At first, Omid tries to follow Abed to the front, but his brother has told the army recruiters to make sure that he stays where he is. Omid persists and eventually finds himself carrying a Kalashnikov on the front line. War is, as they say, hell, although in one memorable scene, the shooting is interrupted while the troops on both side watch the same television programme. Nonetheless, Omid needs out, and uses the help of his brother’s friends to return home.

Omid helps out his friend Farshid, who delivers groceries to the people who have chosen to stay in Abadan. They visit an engineer who has opened up his house to a menagerie of cats, and Armenian Orthodox Christians in a monastery. Farshid tells him that one of the people on his round is Elaheh, the popular singer who has become a recluse since the revolution meant that she has been unable to make public concerts.

Cycling through an air raid, Farshid’s bike is hit. Farshid falls to the ground, bleeding. A girl runs out of a nearby house and instinctively uses her headscarf to stop the blood flowing from his wound. She looks around nervously, as much in fear of her mother as the religious police. Farshid is still laid up in hospital, and Omid takes over the round on his dead father’s moped. Omid is also transfixed by the girl, Pari, who it turns out is the daughter of the singer Elaheh.

Many German reviewers have struggled to understand Die Sirene. They find it difficult to process the fact that a film about post-revolutionary Iran could be about anything other than the evil which they feel is inherent in Islam. And yet, while we do see ripped posters of Khomeini on the walls, and there is some discontent about the new régime, this is primarily a film about the senselessness of a war in which no territory was won or lost, and the USA financed both sides.

Some reviews talk of the freedoms lost in the 1979 revolution, as if life under the Shah was a festival of liberation. It leaves them unable to explain why many Iranians willingly participated in the revolution or why so many young men, including Abed, went so willingly to fight.

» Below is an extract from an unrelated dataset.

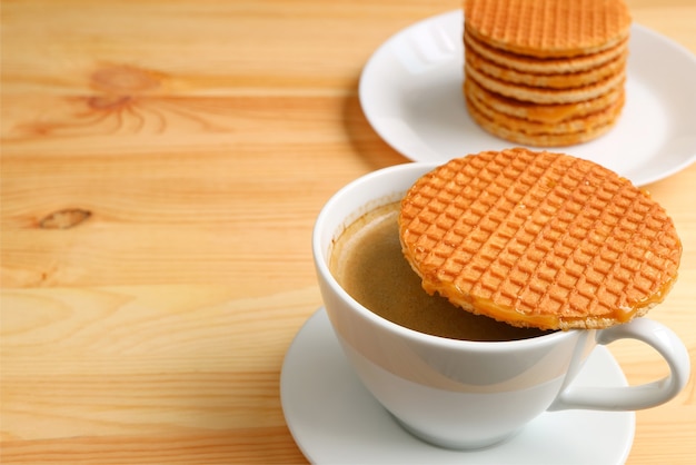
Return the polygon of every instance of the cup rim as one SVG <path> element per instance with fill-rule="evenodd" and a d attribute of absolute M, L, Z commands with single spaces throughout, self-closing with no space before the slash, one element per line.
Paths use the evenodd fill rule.
<path fill-rule="evenodd" d="M 361 305 L 355 298 L 352 298 L 336 280 L 331 271 L 329 270 L 328 263 L 326 260 L 328 256 L 328 250 L 324 250 L 321 247 L 321 234 L 326 228 L 325 222 L 327 221 L 327 217 L 335 208 L 336 204 L 338 204 L 344 197 L 349 196 L 350 192 L 355 191 L 357 188 L 365 184 L 375 182 L 376 179 L 381 179 L 388 176 L 396 176 L 397 174 L 401 174 L 404 171 L 420 171 L 422 175 L 428 172 L 428 170 L 436 168 L 439 164 L 436 162 L 421 162 L 414 161 L 408 164 L 395 165 L 386 168 L 381 168 L 375 171 L 370 171 L 366 175 L 362 175 L 352 181 L 345 185 L 338 191 L 336 191 L 324 205 L 319 215 L 315 220 L 315 226 L 312 229 L 312 255 L 315 260 L 315 266 L 317 267 L 317 273 L 321 276 L 320 278 L 325 279 L 325 281 L 331 287 L 331 290 L 335 291 L 341 300 L 349 304 L 354 311 L 357 311 L 362 318 L 368 319 L 375 325 L 385 327 L 390 333 L 396 333 L 401 337 L 405 337 L 409 340 L 425 343 L 429 345 L 448 347 L 448 348 L 467 348 L 467 349 L 479 349 L 479 350 L 489 350 L 489 352 L 498 352 L 498 350 L 509 350 L 511 348 L 525 346 L 525 348 L 531 348 L 543 346 L 543 345 L 554 345 L 557 344 L 561 338 L 573 337 L 579 329 L 568 329 L 568 330 L 555 330 L 550 334 L 545 334 L 541 336 L 535 336 L 526 339 L 515 339 L 515 340 L 466 340 L 466 339 L 453 339 L 443 336 L 435 336 L 430 334 L 425 334 L 417 332 L 415 329 L 407 328 L 405 326 L 398 325 L 394 321 L 384 318 L 367 307 Z M 387 196 L 380 196 L 375 198 L 374 200 L 378 200 L 379 198 L 385 198 Z M 377 206 L 377 205 L 376 205 Z M 359 208 L 358 208 L 359 209 Z M 355 209 L 352 212 L 355 212 Z M 348 218 L 348 216 L 345 216 Z M 335 231 L 331 231 L 335 235 Z M 335 238 L 335 237 L 334 237 Z M 461 310 L 466 311 L 466 310 Z M 590 329 L 591 330 L 591 329 Z"/>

At one stage, the 14-year old Omid says that he’s a Communist. This doesn’t mean he celebrates the rule of the Mullahs, but he does have some understanding that what came before was even worse.

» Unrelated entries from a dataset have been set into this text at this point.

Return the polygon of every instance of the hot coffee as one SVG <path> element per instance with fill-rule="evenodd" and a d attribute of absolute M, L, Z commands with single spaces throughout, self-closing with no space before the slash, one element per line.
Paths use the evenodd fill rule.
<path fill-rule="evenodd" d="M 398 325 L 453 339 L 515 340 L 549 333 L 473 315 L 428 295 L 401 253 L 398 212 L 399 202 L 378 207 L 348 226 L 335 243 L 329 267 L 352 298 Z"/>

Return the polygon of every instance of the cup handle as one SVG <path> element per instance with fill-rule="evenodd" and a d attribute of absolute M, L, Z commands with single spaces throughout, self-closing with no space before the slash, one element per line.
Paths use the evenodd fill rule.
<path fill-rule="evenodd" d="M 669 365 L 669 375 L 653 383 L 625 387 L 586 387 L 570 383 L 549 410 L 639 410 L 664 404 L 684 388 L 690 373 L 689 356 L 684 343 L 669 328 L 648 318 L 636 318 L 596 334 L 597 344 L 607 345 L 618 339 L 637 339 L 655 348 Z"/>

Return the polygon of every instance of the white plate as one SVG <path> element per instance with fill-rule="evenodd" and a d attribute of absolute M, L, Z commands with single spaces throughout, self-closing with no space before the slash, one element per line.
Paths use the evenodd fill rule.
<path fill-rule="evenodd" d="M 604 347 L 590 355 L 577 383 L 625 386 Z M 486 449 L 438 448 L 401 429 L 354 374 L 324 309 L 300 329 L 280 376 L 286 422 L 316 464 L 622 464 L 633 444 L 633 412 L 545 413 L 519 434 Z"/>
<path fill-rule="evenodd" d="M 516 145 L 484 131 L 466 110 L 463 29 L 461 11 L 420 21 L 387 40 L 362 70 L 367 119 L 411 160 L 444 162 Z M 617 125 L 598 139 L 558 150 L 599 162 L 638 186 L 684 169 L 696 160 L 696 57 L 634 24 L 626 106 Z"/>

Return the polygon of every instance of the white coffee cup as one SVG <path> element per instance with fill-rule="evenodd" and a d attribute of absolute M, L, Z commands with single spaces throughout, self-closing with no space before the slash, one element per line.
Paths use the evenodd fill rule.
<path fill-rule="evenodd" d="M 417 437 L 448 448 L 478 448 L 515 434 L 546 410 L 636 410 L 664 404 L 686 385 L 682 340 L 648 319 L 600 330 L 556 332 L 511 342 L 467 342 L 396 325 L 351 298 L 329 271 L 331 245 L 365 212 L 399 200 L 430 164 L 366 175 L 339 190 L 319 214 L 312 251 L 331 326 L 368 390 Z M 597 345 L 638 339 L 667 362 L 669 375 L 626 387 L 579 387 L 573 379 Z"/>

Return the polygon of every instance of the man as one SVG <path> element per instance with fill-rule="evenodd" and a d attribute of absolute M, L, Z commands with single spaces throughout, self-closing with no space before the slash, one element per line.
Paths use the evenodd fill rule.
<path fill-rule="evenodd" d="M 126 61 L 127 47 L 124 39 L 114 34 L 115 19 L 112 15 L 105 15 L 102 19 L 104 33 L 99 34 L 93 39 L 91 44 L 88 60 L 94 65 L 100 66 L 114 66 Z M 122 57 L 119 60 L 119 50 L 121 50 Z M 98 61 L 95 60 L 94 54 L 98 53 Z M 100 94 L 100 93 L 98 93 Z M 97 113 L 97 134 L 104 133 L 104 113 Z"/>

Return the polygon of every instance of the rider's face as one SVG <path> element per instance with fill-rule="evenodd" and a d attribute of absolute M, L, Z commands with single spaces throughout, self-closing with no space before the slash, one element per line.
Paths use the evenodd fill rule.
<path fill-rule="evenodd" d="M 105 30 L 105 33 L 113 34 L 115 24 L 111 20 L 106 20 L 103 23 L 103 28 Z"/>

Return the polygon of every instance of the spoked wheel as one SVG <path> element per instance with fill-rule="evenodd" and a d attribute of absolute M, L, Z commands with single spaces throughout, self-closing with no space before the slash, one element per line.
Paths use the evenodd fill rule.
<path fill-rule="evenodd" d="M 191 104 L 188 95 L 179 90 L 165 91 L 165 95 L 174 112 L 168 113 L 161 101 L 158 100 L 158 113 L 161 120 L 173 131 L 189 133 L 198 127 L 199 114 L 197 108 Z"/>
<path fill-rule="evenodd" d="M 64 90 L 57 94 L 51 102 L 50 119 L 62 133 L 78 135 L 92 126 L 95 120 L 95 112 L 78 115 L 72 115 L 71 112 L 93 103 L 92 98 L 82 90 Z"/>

Credits at the end of the film tell us that the war ended in 1988 with no change to the borders, but the death of 1½ million people. La Sirene is a moving tale of people fighting for peace within this chaos. But is it any good? Well, sort of, but only up to a point. The film’s choice of form – a vividly coloured cartoon starring a 14-year old hero, somehow infantilised the film to me, making me feel like the target audience was people who watch Saturday morning kids tv.

Nothing wrong with watching kids tv, of course, but this slightly robs the film’s message of its seriousness. As the Iraqis besiege Abadan, and Omit facilitates a daring escape in a rusty oil tanker, it becomes a little too much of a Boys’ Own tale of derring-do, which has been abstracted from the horror of its historical setting. Or maybe I just watched the film in too po-faced a mood, and I should have just sat back and enjoyed the bright colours.

The obvious comparison is with Marjane Satrapi’s Persepolis, and – for me at least – Die Sirene does not benefit at all from this comparison. It lacks the lightness of touch of Satrapi’s graphic novel and film. This does not make La Sirene in any way bad – just something that has been done before and better. Maybe it matters that Die Sirene’s hero is a young boy who are, by default, less interesting than girls who proudly wear the slogan “punk is not ded” on their back.